The huge wave of US tariffs imposed on almost every country except Russia, and the trade negotiations that stemmed from it, have hit Moscow’s energy interests and global price volatility.
Oil prices collapsed sharply within a week of the rollout, dragging Russia’s Urals blend below the G7’s $60 price cap, according to energy analysts.
US President Donald Trump rejected the European Commission’s recent proposal for a zero-for-zero tariff deal, instead offering to ease trade duties if the European Union significantly increased its purchases of US liquefied natural gas (LNG).
A commission spokesperson for energy said Brussels was open to such negotiations but emphasised that, just as the EU had moved to diversify away from Russian gas since the start of the full-scale invasion of Ukraine, it did not wish to become overly dependent on the US either.
Russian gas — via both pipeline and LNG shipments — now made up only around 5 per cent and 6 per cent, respectively, of EU imports, a share that could drop further if US LNG purchases rose, Dr Aura Sabadus, a CEPA energy and Russia expert with the London-based Independent Commodity Intelligence Services, told Brussels Signal on April 9.
This marked a huge, indirect blow, the expert claimed, as Russia’s revenues were falling sharply as a result of market-driven effects triggered by the tariffs.
G7 partners were now exploring whether to adjust the oil price cap further downward, said the expert, in light of Brent crude falling more than 19 per cent to just above $60 per barrel.
Such a move would deepen the pressure on Russia’s energy income — at a time when fossil fuel revenues still funded about a third of the Kremlin’s annual budget.
Russia has yet to agree to a full ceasefire with Ukraine and while Trump has expressed strong frustration with the Kremlin, he has taken no concrete steps yet.
His global “Liberation Day” tariffs spared Russia — reportedly because it remained officially engaged in peace talks, according to Sabadus.
Leaders of oil and gas producers, along with pipeline operators, described the sharp decline — driven by Trump’s global tariffs and OPEC’s surprise decision to boost output — as a shock reaction rather than a true reflection of market fundamentals, Reuters reported.
Crude prices have now fallen for four consecutive sessions, hitting their lowest levels in four years as mounting recession fears deepen the global trade conflict.

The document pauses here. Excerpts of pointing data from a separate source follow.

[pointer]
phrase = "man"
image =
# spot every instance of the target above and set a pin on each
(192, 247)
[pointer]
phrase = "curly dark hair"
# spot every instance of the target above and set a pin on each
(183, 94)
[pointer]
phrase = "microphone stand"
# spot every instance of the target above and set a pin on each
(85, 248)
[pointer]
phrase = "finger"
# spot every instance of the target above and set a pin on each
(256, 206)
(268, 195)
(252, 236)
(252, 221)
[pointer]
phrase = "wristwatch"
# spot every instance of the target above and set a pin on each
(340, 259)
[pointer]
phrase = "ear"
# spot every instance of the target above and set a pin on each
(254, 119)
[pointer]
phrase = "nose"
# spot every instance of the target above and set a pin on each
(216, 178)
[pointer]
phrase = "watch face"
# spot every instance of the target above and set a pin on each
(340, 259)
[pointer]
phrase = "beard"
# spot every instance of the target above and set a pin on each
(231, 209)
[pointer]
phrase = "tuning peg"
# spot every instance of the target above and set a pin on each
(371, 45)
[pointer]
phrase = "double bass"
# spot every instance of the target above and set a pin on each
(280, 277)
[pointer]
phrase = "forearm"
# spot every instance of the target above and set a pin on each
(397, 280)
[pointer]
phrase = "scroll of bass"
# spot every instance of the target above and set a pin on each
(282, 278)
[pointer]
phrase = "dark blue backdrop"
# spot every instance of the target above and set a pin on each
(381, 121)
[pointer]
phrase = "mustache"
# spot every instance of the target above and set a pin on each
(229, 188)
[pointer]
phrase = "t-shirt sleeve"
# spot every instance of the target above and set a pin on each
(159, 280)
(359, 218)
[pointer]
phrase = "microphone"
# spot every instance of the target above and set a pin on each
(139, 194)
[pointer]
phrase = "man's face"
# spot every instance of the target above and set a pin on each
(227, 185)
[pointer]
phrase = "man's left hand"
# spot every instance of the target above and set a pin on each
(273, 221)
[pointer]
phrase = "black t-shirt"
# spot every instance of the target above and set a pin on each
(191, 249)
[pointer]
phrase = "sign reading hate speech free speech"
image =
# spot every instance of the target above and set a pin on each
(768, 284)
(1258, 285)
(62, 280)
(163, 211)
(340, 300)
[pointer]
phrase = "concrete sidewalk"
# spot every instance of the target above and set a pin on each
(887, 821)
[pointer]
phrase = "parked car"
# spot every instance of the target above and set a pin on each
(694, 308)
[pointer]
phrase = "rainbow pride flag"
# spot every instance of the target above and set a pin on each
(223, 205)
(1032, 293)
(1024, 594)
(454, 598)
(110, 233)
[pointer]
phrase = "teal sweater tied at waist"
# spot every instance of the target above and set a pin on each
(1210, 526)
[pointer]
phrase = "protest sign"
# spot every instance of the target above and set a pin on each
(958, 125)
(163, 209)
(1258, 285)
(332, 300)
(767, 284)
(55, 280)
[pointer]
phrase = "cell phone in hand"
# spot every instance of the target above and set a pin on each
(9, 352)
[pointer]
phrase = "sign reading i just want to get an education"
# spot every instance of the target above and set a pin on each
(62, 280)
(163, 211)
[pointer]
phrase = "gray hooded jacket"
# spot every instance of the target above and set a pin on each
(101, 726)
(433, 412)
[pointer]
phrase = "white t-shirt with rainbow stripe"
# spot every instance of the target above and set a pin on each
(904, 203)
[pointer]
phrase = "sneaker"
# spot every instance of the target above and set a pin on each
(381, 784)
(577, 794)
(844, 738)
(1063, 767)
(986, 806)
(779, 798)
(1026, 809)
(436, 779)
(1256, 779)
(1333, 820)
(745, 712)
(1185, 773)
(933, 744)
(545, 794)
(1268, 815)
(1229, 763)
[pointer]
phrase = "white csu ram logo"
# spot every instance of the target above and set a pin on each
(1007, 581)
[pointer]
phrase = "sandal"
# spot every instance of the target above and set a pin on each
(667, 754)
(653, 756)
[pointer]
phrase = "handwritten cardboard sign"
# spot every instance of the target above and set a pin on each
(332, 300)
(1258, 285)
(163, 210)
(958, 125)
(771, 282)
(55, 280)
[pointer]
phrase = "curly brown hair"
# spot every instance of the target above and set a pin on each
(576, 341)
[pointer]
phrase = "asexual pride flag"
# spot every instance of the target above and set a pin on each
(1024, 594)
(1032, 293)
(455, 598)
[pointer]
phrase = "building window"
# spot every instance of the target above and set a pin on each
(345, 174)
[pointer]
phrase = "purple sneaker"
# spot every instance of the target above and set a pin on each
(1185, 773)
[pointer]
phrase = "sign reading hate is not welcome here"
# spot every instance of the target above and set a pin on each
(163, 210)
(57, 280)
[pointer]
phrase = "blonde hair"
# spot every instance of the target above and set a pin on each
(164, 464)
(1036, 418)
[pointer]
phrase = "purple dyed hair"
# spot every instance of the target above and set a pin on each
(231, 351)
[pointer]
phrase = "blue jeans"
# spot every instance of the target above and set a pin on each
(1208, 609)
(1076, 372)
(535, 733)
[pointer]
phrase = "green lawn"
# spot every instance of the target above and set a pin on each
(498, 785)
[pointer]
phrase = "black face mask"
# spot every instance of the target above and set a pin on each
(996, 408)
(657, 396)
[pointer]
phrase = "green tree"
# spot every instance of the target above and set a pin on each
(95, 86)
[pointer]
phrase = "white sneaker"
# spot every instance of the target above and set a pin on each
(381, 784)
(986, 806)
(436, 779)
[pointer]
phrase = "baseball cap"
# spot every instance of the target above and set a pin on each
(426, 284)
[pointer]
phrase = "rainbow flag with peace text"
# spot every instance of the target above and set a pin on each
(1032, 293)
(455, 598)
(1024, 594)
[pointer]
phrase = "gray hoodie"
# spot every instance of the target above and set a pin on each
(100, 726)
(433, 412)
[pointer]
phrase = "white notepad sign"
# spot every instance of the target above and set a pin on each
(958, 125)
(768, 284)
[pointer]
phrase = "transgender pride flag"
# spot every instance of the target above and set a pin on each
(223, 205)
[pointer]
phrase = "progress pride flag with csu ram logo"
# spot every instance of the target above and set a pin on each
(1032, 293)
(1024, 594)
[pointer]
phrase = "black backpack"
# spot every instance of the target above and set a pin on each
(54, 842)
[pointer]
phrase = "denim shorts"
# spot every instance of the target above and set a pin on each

China, one of the world’s largest oil importers, now faced import US duties of up to 104 per cent.
On April 8, Russia’s central bank chief told Russian media that sustained low oil prices could strain public finances, raising hopes in Kyiv that Moscow’s ability to finance its war might be hampered.
Russia’s oil earnings dropped 10 per cent year-on-year in the first quarter to $31 billion, the Russian finance ministry told domestic press.
While US shale operations tended to be more resilient, prolonged volatility could still be damaging.
“America has more flexibility,” the CEPA expert said. “But if prices keep falling, it’s bad news for producers everywhere.”
Volatility was also becoming a concern. “The tariffs themselves can have an inflationary effect”, the expert added, yet oil prices were falling.
The bigger question was how long this trend would last — and how sustained it was. “If countries hit by tariffs succeeded in negotiating better terms, we might see a price rebound. But that kind of negotiation phase also tends to come with even more volatility,” the expert said.
Markets have already reacted to the drip-feed of uncertainty.
“The constant stream of news” —about negotiations, about whether there would or would not be agreements – created acute volatility, the CEPA analyst said.
“Unless we get a clear political message that tariffs will be lowered following negotiations, we can expect more instability both in pricing and in policymaking.”
The EU continued to walk a fine line, reducing its reliance on Russian gas while avoiding over-dependence on American LNG and trying to get the Trump administration to lower the recently imposed tariffs.
Brussels has already slashed Russian imports to around 11 per cent of its total supply, adding together LNG and pipeline shipments, and that figure could fall further if US volumes rise.
“This would give Russia even less chance to go back on the market,” the expert said.